With every new project comes something new, right?

Every other record I’ve ever worked on – every single one – I’ve had another one happening in my mind, like I was working on two at once. I would be on tour, and I would be sandwiching in recording sessions between tour schedules. This is a Photograph is really the only record where I lived inside of it. It was just this record and nothing else. It was the only thing that I was focused on. That felt nice.

Do you come to Sam [Cohen] with demos? Where does the collaboration start?

I had a pretty fleshed out demo for “This is a Photograph,” the title track. Other than that, everything was pretty bare. This is the third record that we’ve done together, out of my seven albums. He’s someone that I go to for my larger projects. I call all my records that I do in between working with Sam my “destination records.” With Sam, he’s the person I trust to take on these heavier concepts and dig in with me. Other than the “This is a Photograph” demo, everything was just phone demos of me with a guitar, or me with a piano. I had these ideas, and then Sam would come with ideas as well.

Whose idea was it to use field recordings on This is a Photograph?

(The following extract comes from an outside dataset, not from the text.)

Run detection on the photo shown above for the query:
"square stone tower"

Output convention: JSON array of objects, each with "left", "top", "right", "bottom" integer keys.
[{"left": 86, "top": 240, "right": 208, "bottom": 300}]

Something that Sam and I are very good at is, “Let’s start throwing stuff at the wall and see what sticks. We’ve been listening to Cassandra Jenkins’ records a lot. Let’s get Cassandra in here! Let’s add this bird to it! Let’s add this harp!” Whatever it is, we do this escalation thing. I think it’s born from Sam and I spending a lot of time in the studio together trying out a bunch of different ideas. If someone asked me, “What can Sam Cohen do to a song? How does he help a song along its way?” I would show them the demo to “A Random Act of Kindness” and I would show them what it resulted in. My demo for it was almost like this Tom Petty, laid-back, windows down, cruiser. Which could have been cool; and we recorded it that way, but it felt too long. Sam and I, we’d been talking about Deerhunter and Big Star… bands that are off-kilter and weird. Sam had this “ah-ha!” moment. He made it this big, huge [song], where he changed the tempo and added conflicting guitar parts. We were talking about The Flaming Lips and LCD Soundsystem, wondering what those bands would do to a Tom Petty song. Where “A Random Act of Kindness” ended up was such a pleasant surprise. We created a big beast out of a song that was supposed to be like, “It’s 75 degrees and your arm is hanging out the truck window” sort of song. It still has elements of that, but it grows into this big thing that’s really fun. A big defining moment, other than the tempo, was when Sam started to play a dreamy 12-string [guitar] part over the chorus. It rubbed the song in an interesting way. To me, [that guitar part] took it out of this Lucinda Williams, windows-down-cruiser, to this dream world. Once we had that, then it opened up the doors to let me get crazy on the vocals. When I sing, “Lift me up,” it let me jump up an octave. Why don’t we put the microphone through an amplifier so it’s distorted? That’s when we were throwing out names like LCD Soundsystem. Not even that that’s something that LCD Soundsystem would do, but we could see them doing it. I feel that happens in the studio a lot. I’ll go in and have such a preconceived notion of what something should be, and it takes a while to get rid of that. Once I began yelling the vocals into an Electro-Voice 635A microphone going through an amp, we were off to the races.